Column: Creativity and statistics at the heart of Pokémon Go research
The latest OIST column in the Asahi Shimbun GLOBE+ is out now! This month, science writer Lucy Dickie interviewed Dr. Dan Warren about his research using Pokémon Go to assess the accuracy of species disribution models.
The article is in Japanese, but the original English version can be read below.
Creativity and statistics at the heart of Pokémon Go research
Teaser: Ecologist Dr. Dan Warren says that science is a compromise between your own creativity and what reality will let you get away with.
The Okinawa Institute of Science and Technology Graduate University (OIST) is situated amongst the subtropical jungle. It’s common to look out from the campus and see a Ryukyu fruit bat swoop by or a wild boar dash into the undergrowth. There are habu snakes, crows, geckos, and spiders. But along the pathways and amongst the trees lurks a different type of ‘wildlife’ – the fictional variety, the kind that you need a specialized AI device (aka your smartphone) to spot.
When I caught up with Dr. Dan Warren, a statistical ecologist at OIST, we decide to hunt for this type of ‘wildlife’ on the jungle path just behind my office… and we came across quite a few individuals.
I’d never embraced the Pokémon Go craze and neither, as it turned out, had Dan until he started working on this project. But, he acknowledged, the game has been responsible for getting a lot of people outside and exploring nature. It also formed the base of his most recent research paper on wildlife conservation. Dan originally trained in evolutionary biology but, after developing a quantitative skillset, he now considers himself more of an ecologist.
“I was always a bit of a computer geek and I picked up statistics along the way,” explained Dan. “This skill set means I can look at anything – the evolution of brains in reef fishes, the conservation of European squirrel populations, the diversity of ants on islands.” And, apparently, the distribution of species in Pokémon Go.
Dan’s career path followed an unusual trajectory. He grew up in Oklahoma, right in the center of the United States (about ten miles from the infamous park where the documentary Tiger King was set). His family was deeply religious, and he absorbed the idea that evolution couldn’t explain the diversity of the natural world. At 15, he left school early to pursue life as a musician. Then, in his mid-20’s, he began an undergraduate degree in Biology at the University of Oklahoma as part of a program to get adults to university.
Dan explained how, for him, imposter syndrome was very real. “I was a high school dropout and had never been around scientists. It was this insane dream that seemed to be happening. I was so sure someone was going to figure out that I didn’t belong there, and I was going to be kicked out.”
Despite this, Dan excelled in academia, and an undergraduate degree soon led to a PhD, which was followed by four postdoctoral fellowships, two of which were in Australia.
Ironically, one thing that captivated him from the start of his career, was the theory of evolution. “Even though I was no longer religious by that point in my life, I’d absorbed this idea that science couldn’t really explain the diversity of life on Earth. It’s only in college that I finally had the theory of evolution by natural selection presented to me accurately and it was just such a captivating idea. We don’t need magic to explain the world around us. Evolution happens at this small, individual level but the cumulative effects of these tiny occurrences eventually generate all the fish we find on a coral reef, and the diversity in a tropical rainforest, and a whole swath of interesting behaviors.”
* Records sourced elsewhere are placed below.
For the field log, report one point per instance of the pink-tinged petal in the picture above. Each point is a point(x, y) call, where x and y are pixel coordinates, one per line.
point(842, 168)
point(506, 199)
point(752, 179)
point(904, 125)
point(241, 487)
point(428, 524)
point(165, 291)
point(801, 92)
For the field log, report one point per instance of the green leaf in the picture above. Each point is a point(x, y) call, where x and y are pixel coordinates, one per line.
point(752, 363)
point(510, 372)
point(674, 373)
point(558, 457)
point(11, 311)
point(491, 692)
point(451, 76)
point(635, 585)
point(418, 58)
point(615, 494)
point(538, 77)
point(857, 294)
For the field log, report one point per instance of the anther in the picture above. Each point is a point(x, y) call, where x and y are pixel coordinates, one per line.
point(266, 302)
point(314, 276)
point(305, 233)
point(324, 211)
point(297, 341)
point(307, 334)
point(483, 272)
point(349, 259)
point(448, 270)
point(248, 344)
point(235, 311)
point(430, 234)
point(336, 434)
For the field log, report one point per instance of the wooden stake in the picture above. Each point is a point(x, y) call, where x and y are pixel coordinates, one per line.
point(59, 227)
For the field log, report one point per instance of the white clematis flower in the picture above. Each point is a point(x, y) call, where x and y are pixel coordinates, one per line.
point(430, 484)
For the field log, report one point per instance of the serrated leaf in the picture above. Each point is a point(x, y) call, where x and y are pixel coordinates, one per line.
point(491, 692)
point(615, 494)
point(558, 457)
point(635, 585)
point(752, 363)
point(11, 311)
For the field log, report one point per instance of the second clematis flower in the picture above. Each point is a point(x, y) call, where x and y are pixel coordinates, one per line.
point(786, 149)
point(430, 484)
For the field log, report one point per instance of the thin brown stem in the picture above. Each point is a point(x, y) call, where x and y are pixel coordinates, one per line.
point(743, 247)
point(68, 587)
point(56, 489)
It was in Australia where Dan met up with coauthors for his most recently published research, which focuses on the Kangaskhan, a Pokémon Go character normally found exclusively in Australia. The research idea was originally born as an April Fool’s Day prank. The researchers found a hobbyist website where gamers recorded the location of kangaskhan. They then used species distribution models to see how climate change would impact the suitability of habitat for this species over the next few decades ... but, along the way, the project morphed into something quite groundbreaking.
“We know that species distribution models are biased,” explained Dan. “I was talking to one of my coauthors about this and he made an offhanded remark ‘too bad you can’t measure the bias...’ and literally within 10 seconds, I realized that I could. It was a eureka moment. I just thought … that’s a simple statistical test… why haven’t I thought about it before…?”
Dan finds creating statistical tools and software deeply satisfying. He’s produced toolkits that many people have used in their own research and that have been cited thousands of times. This most recent statistical tool means that researchers will be able to refine existing species distribution models, which are commonly used by stakeholders and policymakers to estimate how species will respond to changes in the environment, such as increasing temperatures, rainfall, or changes in plant cover. This could have huge implications for wildlife management, and it all came from mixing Pokémon Go with traditional research.
“Science is a compromise between creativity and what reality will let you get away with,” said Dan. “It really benefits from a diversity of viewpoints – they increase the stock of ideas we have available to us to test. I have an atypical background, with my erratic educational trajectory and artistic endeavors, and this impacts the ideas I come up with and how I respond to information.”
Of course, a great example of this is the Pokémon Go paper. “This research was a lot of fun, the paper is full of Pokémon jokes, and, most importantly, the results could go on to inform thousands of other studies. It’s this intersection between creativity and reality – art and science.”